Когда рассыльный во второй раз пришел в рубку и спросил: «Чего еще наколдовали?» — он вскочил со стула, головой ударился о железный шкаф передатчика и не своим голосом закричал:
— Пошел вон!
— Тихо, — ответил рассыльный. — Принимай депешу. — Положил на стол голубой бланк и повернулся, чтобы уйти.
— Стой! — И Козловский снова сел. — Слушай (теперь никакого выхода не существовало), доложи вахтенному командиру…

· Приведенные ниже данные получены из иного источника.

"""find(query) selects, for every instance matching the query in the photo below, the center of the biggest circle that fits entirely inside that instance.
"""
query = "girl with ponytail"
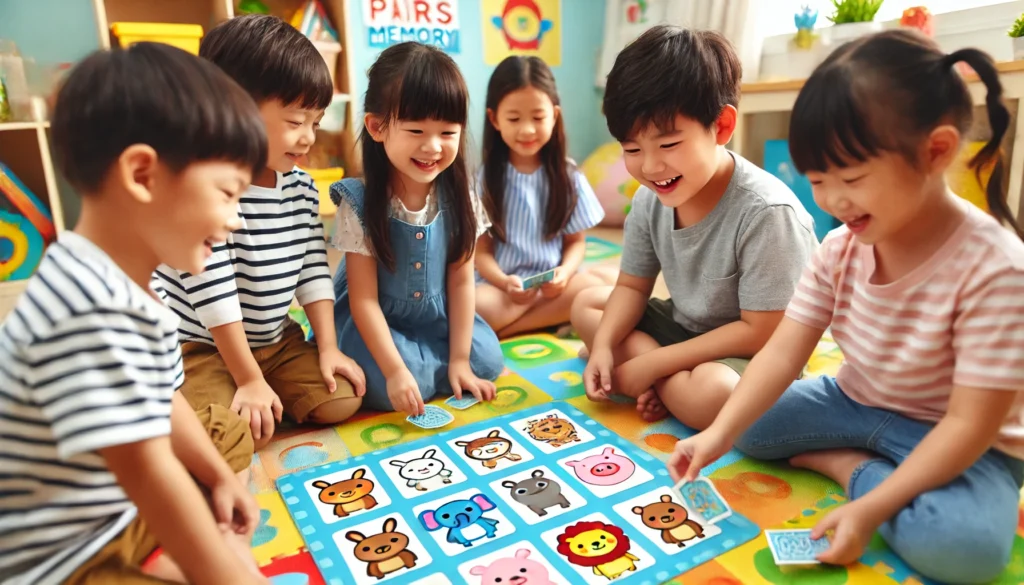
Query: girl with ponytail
(924, 294)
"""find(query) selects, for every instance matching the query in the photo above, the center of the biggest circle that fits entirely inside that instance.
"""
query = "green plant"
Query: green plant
(854, 10)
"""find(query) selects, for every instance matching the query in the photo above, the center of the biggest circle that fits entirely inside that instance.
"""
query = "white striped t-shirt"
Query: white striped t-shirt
(88, 360)
(957, 320)
(279, 255)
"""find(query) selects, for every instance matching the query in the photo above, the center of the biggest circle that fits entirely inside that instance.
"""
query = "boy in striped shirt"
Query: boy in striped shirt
(241, 349)
(100, 456)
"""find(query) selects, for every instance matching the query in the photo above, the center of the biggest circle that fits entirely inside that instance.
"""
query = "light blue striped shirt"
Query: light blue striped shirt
(525, 251)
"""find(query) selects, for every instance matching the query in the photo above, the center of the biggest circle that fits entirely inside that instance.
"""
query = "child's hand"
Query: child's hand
(693, 454)
(334, 362)
(404, 392)
(259, 406)
(462, 377)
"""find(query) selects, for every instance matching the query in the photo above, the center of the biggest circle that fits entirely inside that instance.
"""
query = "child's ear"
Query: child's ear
(136, 171)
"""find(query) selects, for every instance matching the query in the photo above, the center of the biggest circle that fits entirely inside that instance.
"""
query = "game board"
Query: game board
(546, 491)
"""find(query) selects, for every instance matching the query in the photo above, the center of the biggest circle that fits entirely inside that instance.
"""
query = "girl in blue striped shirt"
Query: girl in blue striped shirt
(539, 203)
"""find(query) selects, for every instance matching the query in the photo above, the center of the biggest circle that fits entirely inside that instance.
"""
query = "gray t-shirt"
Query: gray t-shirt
(747, 254)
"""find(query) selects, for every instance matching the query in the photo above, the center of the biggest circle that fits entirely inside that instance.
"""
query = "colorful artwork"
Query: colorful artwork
(522, 28)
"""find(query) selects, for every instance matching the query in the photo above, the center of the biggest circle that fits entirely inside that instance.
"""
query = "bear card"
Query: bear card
(421, 471)
(538, 494)
(381, 549)
(660, 517)
(462, 520)
(345, 493)
(489, 450)
(552, 431)
(598, 549)
(605, 470)
(522, 560)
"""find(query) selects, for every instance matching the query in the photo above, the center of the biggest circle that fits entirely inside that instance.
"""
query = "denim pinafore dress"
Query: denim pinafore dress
(414, 300)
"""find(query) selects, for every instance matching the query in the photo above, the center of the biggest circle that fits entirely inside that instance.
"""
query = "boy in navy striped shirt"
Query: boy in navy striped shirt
(100, 456)
(241, 349)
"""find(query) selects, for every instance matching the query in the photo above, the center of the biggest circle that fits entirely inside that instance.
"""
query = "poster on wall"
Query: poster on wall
(522, 28)
(429, 22)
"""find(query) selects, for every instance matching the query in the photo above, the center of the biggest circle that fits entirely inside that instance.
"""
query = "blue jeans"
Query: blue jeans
(960, 533)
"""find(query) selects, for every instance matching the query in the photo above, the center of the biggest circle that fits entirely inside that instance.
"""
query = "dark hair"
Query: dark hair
(412, 81)
(271, 59)
(886, 92)
(152, 93)
(512, 74)
(669, 72)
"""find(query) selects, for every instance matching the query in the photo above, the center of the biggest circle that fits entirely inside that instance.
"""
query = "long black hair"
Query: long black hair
(412, 81)
(513, 74)
(886, 92)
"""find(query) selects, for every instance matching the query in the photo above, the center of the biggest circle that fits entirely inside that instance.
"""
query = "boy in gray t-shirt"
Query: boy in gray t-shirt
(730, 239)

Говорить было трудно, особенно из-за того, что только что кричал. Так трудно, что пришлось обеими руками взяться за стол.
— Что доложить? — спросил наконец рассыльный.
— Депеша передана быть не может, Авария передатчика…
Конечно, я осуждаю поведение Козловского. Осуждаю самым решительным образом, Но всё же я знаю, что чувствует человек после часа безуспешной борьбы со схемой радиопередатчика, а потому мне его жаль.
Пожалел его и рассыльный.
— Есть доложить, — ответил он, а потом, покачав Головой, добавил: — Ну и ну!
Но через две минуты в рубке появился Клест. Он пришел в таком состоянии, что даже приказание командира корабля выяснить и доложить, что за авария, показалось ему издевкой.
Почему только выяснить? Как будто он не может принять мер к ее устранению. Зачем не сказал прямо по телефону, а вызвал к себе наверх и говорил при всех?
Он стоял красный и задыхающийся от жары в кают-компании, от ветра на мостике и от воображаемой несправедливости всех на свете.
— Что тут такое? — И сразу же показал пальцем в угол. — Окурок?
— Верно, товарищ командир, — ответил Козловский. Наклонившись, взял окурок, вышел с ним из рубки и закрыл за собой дверь.